A comprehensive understanding of the functions of multigene families is necessary to completely uncover the link between parasite-induced pathology and antigenic variation on the surface of iRBCs. The highly diverse and clonally variant “2TM superfamily” is constituted of small variant surface antigen families, i.e., RIFINs, STEVORs and PfMC-2TM. This superfamily carrying ∼200 members is sparsely studied, with the role of PfMC-2TM family being a black box in parasite biology. Orthologues of the 2TM superfamily members are present in several simian infecting Plasmodium species, but absent from any of the other human, rodent or avian infecting Plasmodia. Interestingly, RIFINs and STEVORs share common secondary structural features and distant ancestry with the PIR superfamily comprising member families from P. vivax (VIR), P. cynomolgi (CIR), P. knowlesi (KIR), P. berghei (BIR) and P. yoelii (YIR) suggesting functional convergence in terms of generating antigenic diversity and evasion of host immune response. Information on RIFIN and STEVOR families is growing to reveal that these proteins are displayed on the surface of RBCs, and are involved in rosetting independently of PfEMP1. They are expressed at multiple stages of the parasite life cycle, and alter the mechanical properties of the host cell. Additionally, some of the members play a role in merozoite invasion contributing to malaria pathogenesis. Recent reports depict a clear role for some RIFIN proteins in immune evasion and host immune suppression, though the significance of STEVORs in generation of the host immune response remains obscure. Discoveries about interaction of RIFINs with LILRB1 and LAIR1 inhibitory receptors to promote parasite survival and suppress host immune effector molecules are likely to be important landmarks in completely unraveling malaria pathogenesis.
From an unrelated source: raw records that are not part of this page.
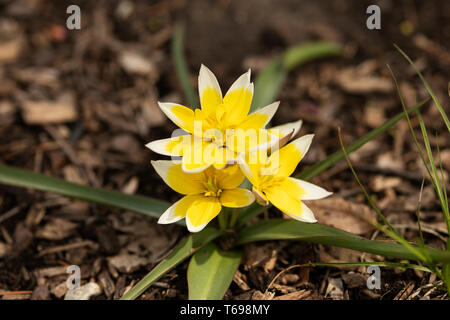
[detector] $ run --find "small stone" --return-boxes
[31,285,50,300]
[64,282,102,300]
[50,282,67,299]
[342,272,367,289]
[108,253,148,273]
Apart from the B-type RIFINs, all studied members of the 2TM superfamily reside at the iRBC surface. In the absence of intrinsic host cellular components for export of parasite proteins, Plasmodium has devised its own translocation machinery for protein transport. RIFINs and STEVORs are PEXEL positive TM proteins that are trafficked through the classical secretory pathway within the parasite confines. This is followed by their translocation either as soluble protein complexes or in vesicles from the PVM to MCs. Beyond this step, export to the iRBC surface may be vesicle mediated. Notably, RIFIN export to the infected erythrocyte surface is spatially and temporally similar to that of the PfEMP1 family.

The 2TM superfamily lacks human homologues, and its members are emerging to be significant in disease pathogenesis. Correlation of rosetting with disease severity highlights molecules like RIFINs and STEVORs as prospective drug targets. Involvement of RIFIN proteins in key parasite processes like rosetting, immune evasion and modulation alongside their multistage expression underscores their potential as vaccine candidates. Identification of surface exposed members expressed at multiple parasite life cycle stages or common epitopes representative of most A-type RIFINs may lay the foundation for development of newer antimalarial vaccines. However, owing to antigenic diversity and clonal variation, drug or vaccine design against members of these families is expected to be quite challenging.